Bren, who died on 29 October, was posthumously awarded the Order of St John which honours donors and their families who donate their organs to save and improve the lives of others.
In the trial, the jury returned a conclusion of misadventure.
They said: "We say that on the balance of probabilities the care delivery issues more than minimally, trivially or negligibly caused or contributed to the death of Bren."
In their conclusions, jurors also highlighted the various failings which gave Bren the opportunity to take his own life.

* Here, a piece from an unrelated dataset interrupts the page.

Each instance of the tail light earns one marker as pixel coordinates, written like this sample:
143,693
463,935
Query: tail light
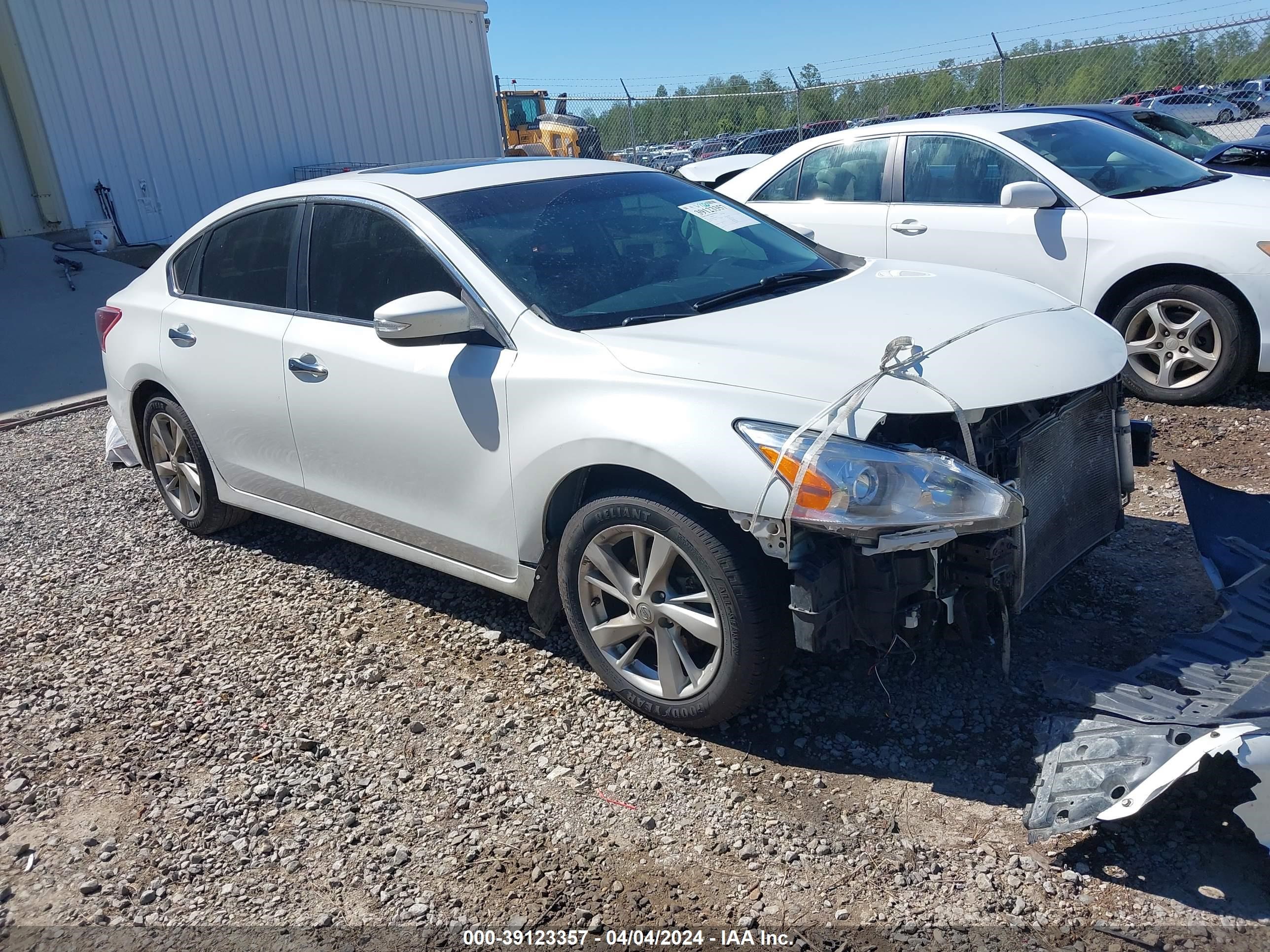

These included the jury highlighting how "the staff were distracted from their duties and were not exhibiting professional standards of behaviour".
Following Bren's death the Trust says identified "failings in the delivery of our care" and had found a number of colleagues whose conduct "fell below the professional standards" expected.
Chris Oliver, Chief Executive for Lancashire and South Cumbria NHS Foundation Trust said: “I extend my personal condolences on behalf of the Trust to Bren’s family for their loss and our thoughts remain with his family and friends.
"Following Bren’s death, we undertook a comprehensive investigation, which identified failings in the delivery of our care, including environmental and estate issues.
"The failings also included the conduct of a number of colleagues which fell below the professional standards that we expect and that the majority of our colleagues display every day.
“We updated HM Coroner and the family at Bren’s inquest on the actions that we have taken following our investigation, which has included taking appropriate action relating to staff conduct.
"I wish to offer my unreserved apologies to Bren’s family on behalf of Lancashire and South Cumbria NHS Foundation Trust."